Cher Pierre,
Je me penche ce matin sur les 9 ensembles de 5 photographies qu’Yves et Anne-Hélène m’ont fait parvenir hier, sans méthode et en craignant le pire. Seule méthode dont je tire parfois quelque chose, lorsque je me sens démuni et que ma tâche demeure imprécise, séparée de mes forces.
Je m’avise pourtant, chemin faisant, qu’hésitant sur le tour à donner à ce que je me suis promis d’écrire, un carrefour se présente ; chacun des neuf textes pourrait en effet commander – dans leur langage – les cinq images en leur fournissant l’équivalent d’une légende ; ou se faire l’allié de l’une d’elles et ramener les autres à son aune ; mais ce serait dans les deux cas renoncer aux pouvoirs de l’écriture, succomber à la fascination des images et à leur manie rétrospective.
Ces photographies n’ont au premier regard rien à faire les unes avec les autres, ou de très loin. Elles sont cependant toutes des images cueillies sur le bord du chemin, taillées pour qu’elles entrent dans des cadres, séparées par ce qui se révèle être des gouffres qu’il serait vain de vouloir combler.
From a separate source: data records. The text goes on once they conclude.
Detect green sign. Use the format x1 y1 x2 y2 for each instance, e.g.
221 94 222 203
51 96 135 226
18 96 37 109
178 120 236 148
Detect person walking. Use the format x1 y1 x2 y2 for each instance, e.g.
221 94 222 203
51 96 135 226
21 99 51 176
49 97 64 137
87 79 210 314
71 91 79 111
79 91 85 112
Bien au contraire, à moi donc de souligner les mondes invisibles qui tout à la fois les séparent et les unissent, en empruntant à chacune d’elles un peu de ce qui les déborde, les porte et ainsi prospecter en direction de leur lointain, c’est-à-dire de l’autre côté de la taille.
On passe l’après-midi aux Vieilles, un peu dans l’eau et beaucoup sur le sable. Nous faisons à manger avec Zoé, cinq kilos de moules marinées dans des échalotes, du persil et du vin blanc. On reste entre adultes dans le jardin alors que la nuit tombe et que les enfants font une expédition chez Tatie Bichon. Je reçois un message qui me réjouit, Claire nous invite au vernissage de son exposition à l’étage du Musée de la Pêche ; mais il faudra voir, nous partons pour le continent samedi matin, tôt.
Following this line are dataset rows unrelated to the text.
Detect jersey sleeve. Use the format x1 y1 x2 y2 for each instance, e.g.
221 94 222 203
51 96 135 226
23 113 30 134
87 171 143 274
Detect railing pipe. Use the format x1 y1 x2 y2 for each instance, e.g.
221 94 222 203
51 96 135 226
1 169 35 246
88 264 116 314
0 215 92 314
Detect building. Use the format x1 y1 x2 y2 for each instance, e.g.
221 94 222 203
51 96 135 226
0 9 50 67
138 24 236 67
Julien Gracq envie les peintres et les sculpteurs ; ce qu’il leur envie, c’est le miracle d’économie, le feed back de la touche et du coup de ciseau qui dans un seul mouvement à la fois crée, fixe et corrige ; c’est le circuit de bout en bout animé et sensible unissant chez eux le cerveau qui conçoit et enjoint à la main qui non seulement réalise et fixe, mais en retour et indivisiblement rectifie, nuance et suggère – circulation sans temps mort aucun, tantôt artérielle, tantôt veineuse, qui semble véhiculer chaque instant comme un esprit de la matière vers le cerveau et une matérialité de la pensée vers la main. Je me trompe peut-être, mais il me semble qu’avec le numérique l’écriture, pour qui le veut, peut devenir peinture ou sculpture : je crée, fixe et corrige en un seul geste, tandis que ce qui apparaît à l’écran me permet de rectifier immédiatement, de nuancer et me suggère touches et coups de ciseau.
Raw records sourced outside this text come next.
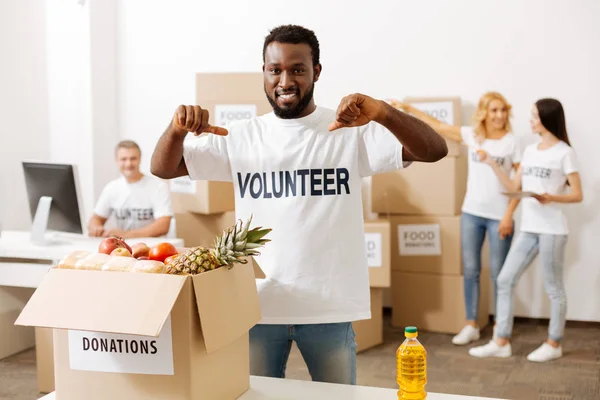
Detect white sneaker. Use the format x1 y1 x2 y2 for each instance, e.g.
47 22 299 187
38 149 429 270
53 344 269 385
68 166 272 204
469 340 512 358
452 325 479 346
527 342 562 362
Je reçois en soirée un mail d’Alain Chanéac, le responsable de faire part, cette revue ardéchoise dont le siège est situé à 40 kilomètres de Vals-les-Bains où nous avons passé quinze beaux jours en 2014. C’est Jean Gabriel Cosculluela qui est à l’origine de ma participation à ce numéro. Alain Chanéac me renvoie, bellement mis en pages, les douze proses que je lui ai envoyées.